Le Green IT est traité en entreprise comme n'importe quel projet informatique et la question financière n'est donc pas occultée. Elle constitue même souvent un levier. Gros plans et témoignages sur 3 stratégies appliquées chez Rodhia, Orange et TF1.

Les entreprises, comme les individus, se déclarent sensibilisés aux questions d'environnement. Si les discours et les déclarations d'intention précèdent souvent les actes, des actions ne sont pas moins menées.

L'informatique, toujours plus présente dans les entreprises, est naturellement mise à contribution, au travers notamment du déploiement de nouveaux outils ou via la réduction de sa consommation d'énergie. Ces projets sont englobés sous l'ombrelle - fourre-tout ? - Green IT.

Green IT : des projets avec un ROI, pas de la philanthropie

Si la communication institutionnelle des entreprises s'empare généralement de cette problématique, car porteuse en termes d'image, les responsables informatiques tiennent eux sur le sujet des propos moins lénifiants, et au contraire plus prosaïques.

C'est notamment le cas de Xavier Rambaud, DSI du groupe pétrochimique Rhodia.
« Je ne crois pas trop à la philanthropie. Nous vivons dans un monde qui a besoin de drivers économiques. Chez Rhodia, cela représente un business important et une préoccupation. L'aurait-on fait s'il n'y avait pas d'incitations ? On peut toujours dire oui. Mais il faut reconnaître que l'aspect financier a contribué à aller plus vite »

A TF1, le constat est analogue.
« TF1 a fait son premier bilan carbone en 2006. Ce n'était pas encore la mode du Green. La société était donc déjà sensibilisée. Toutefois, la crise étant, l'aspect économique entre en ligne de compte et plus qu'il y a cinq ou six ans. Ce qui a permis de convaincre l'informatique de développer le Green IT rapidement, c'est l'aspect financier » souligne Thierry Michalak, adjoint au DSI, responsable bureautique et mobilité de TF1.
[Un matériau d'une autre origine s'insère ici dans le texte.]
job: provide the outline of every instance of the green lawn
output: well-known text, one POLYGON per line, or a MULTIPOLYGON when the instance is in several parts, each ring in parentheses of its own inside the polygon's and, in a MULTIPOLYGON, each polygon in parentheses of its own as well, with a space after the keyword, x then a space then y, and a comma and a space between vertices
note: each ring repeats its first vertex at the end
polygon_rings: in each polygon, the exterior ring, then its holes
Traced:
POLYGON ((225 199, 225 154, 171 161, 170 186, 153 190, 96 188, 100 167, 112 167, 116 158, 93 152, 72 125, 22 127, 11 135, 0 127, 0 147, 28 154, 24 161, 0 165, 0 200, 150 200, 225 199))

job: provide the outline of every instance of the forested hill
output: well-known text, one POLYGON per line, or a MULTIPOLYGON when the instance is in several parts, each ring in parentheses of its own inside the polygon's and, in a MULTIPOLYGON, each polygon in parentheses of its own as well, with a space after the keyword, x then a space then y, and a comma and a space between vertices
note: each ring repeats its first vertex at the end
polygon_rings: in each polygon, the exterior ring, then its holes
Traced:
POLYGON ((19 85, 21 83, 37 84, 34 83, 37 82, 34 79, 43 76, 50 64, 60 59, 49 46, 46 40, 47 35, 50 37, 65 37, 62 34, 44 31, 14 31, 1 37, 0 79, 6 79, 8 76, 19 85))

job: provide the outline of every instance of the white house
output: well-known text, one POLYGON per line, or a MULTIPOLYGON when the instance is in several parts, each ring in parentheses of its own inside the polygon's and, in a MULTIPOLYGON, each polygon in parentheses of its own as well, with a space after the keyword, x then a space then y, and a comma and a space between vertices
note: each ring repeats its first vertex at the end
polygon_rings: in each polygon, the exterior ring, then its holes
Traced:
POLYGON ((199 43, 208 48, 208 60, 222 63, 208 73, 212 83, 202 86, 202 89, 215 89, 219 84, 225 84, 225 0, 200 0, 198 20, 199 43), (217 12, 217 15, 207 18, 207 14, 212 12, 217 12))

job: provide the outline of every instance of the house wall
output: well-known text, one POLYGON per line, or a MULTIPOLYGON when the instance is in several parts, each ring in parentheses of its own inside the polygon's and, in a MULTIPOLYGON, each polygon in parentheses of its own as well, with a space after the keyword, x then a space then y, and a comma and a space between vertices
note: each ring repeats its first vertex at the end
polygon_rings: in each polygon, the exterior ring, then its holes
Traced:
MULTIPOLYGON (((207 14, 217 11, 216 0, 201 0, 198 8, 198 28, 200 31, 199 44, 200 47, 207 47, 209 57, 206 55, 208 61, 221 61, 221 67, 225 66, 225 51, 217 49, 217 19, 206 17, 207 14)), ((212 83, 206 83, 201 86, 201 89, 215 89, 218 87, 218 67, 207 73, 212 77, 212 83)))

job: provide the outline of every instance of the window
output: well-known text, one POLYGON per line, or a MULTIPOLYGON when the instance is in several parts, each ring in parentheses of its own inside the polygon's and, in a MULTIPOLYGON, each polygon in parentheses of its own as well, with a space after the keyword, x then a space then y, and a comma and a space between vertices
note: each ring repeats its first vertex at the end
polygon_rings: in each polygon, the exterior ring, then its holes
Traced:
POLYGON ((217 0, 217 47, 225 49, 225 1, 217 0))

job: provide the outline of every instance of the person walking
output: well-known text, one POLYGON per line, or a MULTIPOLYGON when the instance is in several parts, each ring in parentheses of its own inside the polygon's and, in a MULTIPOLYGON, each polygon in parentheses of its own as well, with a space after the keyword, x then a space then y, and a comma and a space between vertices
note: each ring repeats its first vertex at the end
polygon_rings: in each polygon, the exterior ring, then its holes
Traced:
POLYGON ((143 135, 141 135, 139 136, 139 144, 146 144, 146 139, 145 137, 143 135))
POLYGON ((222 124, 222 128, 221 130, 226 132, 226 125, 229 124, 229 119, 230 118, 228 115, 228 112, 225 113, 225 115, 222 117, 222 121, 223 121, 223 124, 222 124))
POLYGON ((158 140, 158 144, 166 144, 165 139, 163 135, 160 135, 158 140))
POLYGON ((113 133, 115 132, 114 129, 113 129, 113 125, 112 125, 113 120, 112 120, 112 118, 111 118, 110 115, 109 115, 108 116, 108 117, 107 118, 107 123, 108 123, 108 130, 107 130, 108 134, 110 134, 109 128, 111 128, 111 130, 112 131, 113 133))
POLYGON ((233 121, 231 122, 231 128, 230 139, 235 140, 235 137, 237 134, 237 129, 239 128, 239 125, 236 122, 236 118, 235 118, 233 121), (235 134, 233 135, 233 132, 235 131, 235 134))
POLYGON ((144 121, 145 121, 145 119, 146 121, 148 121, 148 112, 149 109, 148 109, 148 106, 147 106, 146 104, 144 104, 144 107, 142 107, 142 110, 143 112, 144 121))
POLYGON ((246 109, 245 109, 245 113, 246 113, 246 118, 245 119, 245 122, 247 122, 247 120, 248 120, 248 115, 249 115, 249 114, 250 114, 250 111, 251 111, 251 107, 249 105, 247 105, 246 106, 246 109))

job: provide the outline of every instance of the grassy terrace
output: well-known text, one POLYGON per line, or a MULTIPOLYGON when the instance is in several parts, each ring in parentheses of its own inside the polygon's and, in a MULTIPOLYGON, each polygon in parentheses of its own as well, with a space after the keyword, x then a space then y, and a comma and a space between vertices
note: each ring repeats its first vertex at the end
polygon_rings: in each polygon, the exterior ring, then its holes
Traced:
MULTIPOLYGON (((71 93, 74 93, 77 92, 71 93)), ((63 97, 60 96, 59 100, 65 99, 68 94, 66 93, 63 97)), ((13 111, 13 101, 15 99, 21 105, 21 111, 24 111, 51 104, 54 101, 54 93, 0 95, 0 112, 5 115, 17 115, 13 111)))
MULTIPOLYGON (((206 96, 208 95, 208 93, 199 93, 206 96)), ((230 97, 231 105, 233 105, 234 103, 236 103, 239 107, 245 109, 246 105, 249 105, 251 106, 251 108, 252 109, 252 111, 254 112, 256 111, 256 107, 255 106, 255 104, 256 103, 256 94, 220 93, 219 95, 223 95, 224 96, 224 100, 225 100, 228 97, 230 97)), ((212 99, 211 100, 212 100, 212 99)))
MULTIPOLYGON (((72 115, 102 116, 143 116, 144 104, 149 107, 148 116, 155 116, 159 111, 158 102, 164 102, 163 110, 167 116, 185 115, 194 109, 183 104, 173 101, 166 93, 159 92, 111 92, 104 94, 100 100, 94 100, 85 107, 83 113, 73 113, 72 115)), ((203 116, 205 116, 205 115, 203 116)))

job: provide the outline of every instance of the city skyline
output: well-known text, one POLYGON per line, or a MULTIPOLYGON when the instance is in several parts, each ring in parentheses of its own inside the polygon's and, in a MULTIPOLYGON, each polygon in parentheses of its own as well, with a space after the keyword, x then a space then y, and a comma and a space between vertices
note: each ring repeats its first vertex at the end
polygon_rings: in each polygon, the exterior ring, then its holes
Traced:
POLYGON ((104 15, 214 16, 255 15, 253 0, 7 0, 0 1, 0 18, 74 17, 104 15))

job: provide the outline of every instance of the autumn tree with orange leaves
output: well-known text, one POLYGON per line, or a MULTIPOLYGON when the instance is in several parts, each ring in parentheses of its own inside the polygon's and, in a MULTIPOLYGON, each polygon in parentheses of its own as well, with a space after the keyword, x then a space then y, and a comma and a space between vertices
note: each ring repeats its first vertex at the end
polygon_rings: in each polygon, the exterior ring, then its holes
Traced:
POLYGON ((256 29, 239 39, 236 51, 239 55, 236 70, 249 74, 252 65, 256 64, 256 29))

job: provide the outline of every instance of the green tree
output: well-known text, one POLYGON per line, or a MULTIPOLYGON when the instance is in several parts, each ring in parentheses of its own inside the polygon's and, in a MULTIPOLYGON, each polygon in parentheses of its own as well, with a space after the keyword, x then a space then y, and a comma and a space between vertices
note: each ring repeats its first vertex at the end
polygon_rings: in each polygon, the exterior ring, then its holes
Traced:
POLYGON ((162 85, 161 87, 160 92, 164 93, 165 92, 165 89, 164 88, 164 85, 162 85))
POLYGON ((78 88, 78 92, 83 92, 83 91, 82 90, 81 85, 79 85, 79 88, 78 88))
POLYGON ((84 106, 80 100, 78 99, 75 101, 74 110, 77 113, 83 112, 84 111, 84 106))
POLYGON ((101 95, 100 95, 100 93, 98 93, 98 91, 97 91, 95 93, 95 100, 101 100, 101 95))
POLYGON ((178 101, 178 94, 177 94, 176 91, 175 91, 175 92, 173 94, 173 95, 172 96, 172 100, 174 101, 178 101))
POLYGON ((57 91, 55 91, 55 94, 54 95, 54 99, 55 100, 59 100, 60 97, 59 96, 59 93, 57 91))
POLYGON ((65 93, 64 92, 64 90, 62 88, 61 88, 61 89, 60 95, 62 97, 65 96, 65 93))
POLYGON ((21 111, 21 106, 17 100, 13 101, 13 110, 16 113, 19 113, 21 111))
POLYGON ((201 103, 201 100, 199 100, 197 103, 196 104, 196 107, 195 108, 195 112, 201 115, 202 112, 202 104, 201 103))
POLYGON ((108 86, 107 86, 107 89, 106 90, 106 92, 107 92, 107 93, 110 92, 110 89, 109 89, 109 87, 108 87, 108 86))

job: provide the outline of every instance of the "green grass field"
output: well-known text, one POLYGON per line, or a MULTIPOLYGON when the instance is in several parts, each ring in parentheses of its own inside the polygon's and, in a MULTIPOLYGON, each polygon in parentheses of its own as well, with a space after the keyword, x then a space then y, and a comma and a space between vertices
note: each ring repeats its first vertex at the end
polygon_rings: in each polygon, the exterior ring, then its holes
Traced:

La baisse de consommation souvent un effet d'aubaine

« Pour tous ces sujets qui ont des effets énergétiques, je pense que nous sommes plus dans l'effet d'aubaine. Cela se constate par exemple avec le papier recyclé. En 2008, il est devenu plus cher que le papier neuf en raison des coûts logistiques. Les commandes de papier recyclé se sont alors effondrées. Cela démontre qu'il y a des limites à la vertu lorsqu'il n'y a plus de levier économique » insiste Xavier Rambaud.

Les deux professionnels reconnaissent par ailleurs que l'informatique n'est pas, et de loin, la principale source d'émission de gaz à effet de serre dans leur organisation, et donc le premier levier sur lequel jouer pour réduire l'empreinte carbone - mais la chimie pour Rhodia et la production audiovisuelle pour TF1.

En revanche, pour une entreprise comme Orange, l'infrastructure informatique, et sa consommation énergétique, figurent bien parmi les principales dépenses.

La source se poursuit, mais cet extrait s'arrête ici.